1.to_char and 'a'.codepoint would be what i'd design in a cleanroom. But changing chr -> to_char is not overly worth it.

RX14 on 21 Nov 2019

👍1

@RX14 If it's 1.to_char, why it's not 'a'.to_codepoint then? :)

vlazar on 21 Nov 2019

Because in 'a'.codepoint you are asking the codepoint of a char, but in 1.char you are not asking the char of 1 (that doesn't make sense), you are asking to convert it to a char. But that also doesn't make sense. chr is a bit cryptic but it's the char for a given codepoint, so it might be good. Maybe 1.considering_it_as_a_codepoint_to_char, but it's super verbose :-P

asterite on 21 Nov 2019

👍2

Yeah, good points. Reminds me about to_i vs to_int difference in Ruby.

vlazar on 21 Nov 2019

It's just to_x cause you're converting Int to Char. Char#to_i is defined the same as Char#codepoint.

Except it's not. Char#to_i converts '1' to 1. So why shouldn't 1.to_char return '1' not 'u0001'`? They both operate on only a (tiny) range of their input values!

Doesn't have to be the end of the world, but if someone can make some neat API symmetry here it would be preferable.

RX14 on 21 Nov 2019

👍1

Int#to_codepoint might make sense: Convert the number to a codepoint. And the codepoint is represented as Char.

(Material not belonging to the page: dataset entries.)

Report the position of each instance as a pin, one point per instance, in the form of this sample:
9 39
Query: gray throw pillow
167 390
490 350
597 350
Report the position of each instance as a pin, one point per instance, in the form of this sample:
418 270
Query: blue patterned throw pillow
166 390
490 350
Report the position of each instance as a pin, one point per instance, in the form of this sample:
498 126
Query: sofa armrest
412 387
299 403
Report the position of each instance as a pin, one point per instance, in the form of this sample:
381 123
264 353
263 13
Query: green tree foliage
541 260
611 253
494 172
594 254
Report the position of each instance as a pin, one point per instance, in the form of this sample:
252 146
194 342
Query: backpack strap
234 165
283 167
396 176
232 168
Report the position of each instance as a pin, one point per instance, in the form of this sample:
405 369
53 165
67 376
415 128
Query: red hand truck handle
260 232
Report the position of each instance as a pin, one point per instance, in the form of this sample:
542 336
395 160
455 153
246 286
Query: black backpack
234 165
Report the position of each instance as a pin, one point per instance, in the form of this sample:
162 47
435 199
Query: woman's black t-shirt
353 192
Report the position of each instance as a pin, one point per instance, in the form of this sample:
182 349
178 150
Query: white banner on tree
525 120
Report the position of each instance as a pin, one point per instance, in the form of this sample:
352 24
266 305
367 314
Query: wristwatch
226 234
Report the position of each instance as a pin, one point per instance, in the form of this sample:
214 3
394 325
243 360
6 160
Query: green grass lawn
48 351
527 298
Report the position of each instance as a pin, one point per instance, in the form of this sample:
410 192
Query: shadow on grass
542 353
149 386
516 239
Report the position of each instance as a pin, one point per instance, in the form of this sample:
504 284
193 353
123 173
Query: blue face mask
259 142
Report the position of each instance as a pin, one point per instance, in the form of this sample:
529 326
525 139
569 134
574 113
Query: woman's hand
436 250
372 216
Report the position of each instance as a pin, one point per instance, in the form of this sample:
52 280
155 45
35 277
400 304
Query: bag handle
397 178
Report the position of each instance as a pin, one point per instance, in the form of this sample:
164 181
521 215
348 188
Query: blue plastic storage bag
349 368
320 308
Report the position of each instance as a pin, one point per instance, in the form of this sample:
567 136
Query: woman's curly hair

straight-shoota on 21 Nov 2019

I would suggest maybe:

1.to_s # => "1"
'1'.to_i32 # => 1

1.char # => '\u0001'
'1'.codepoint # => 49

It's because we have Char#bytes. to_ is more like a converting method, which means it contains parsing or human friendly converting instead of low level casting.

wdhwg001 on 24 Nov 2019

@straight-shoota i actually feel Int#as_codepoint works better than #to_codepoint...

RX14 on 29 Nov 2019

@RX14 Yeah, I can follow that.

Regarding the original topic: String also has #each_codepoint and #codepoints methods which essentially just wrap #each_char with #ord. When we remove #codepint_at, we should also consider removing the related collection methods. But they might be more useful and act as actual short cuts. So maybe they should stay? And in turn, this could also extend to #codepoint_at, because they essentially form a family related methods for treating a String as a collection of codepoints.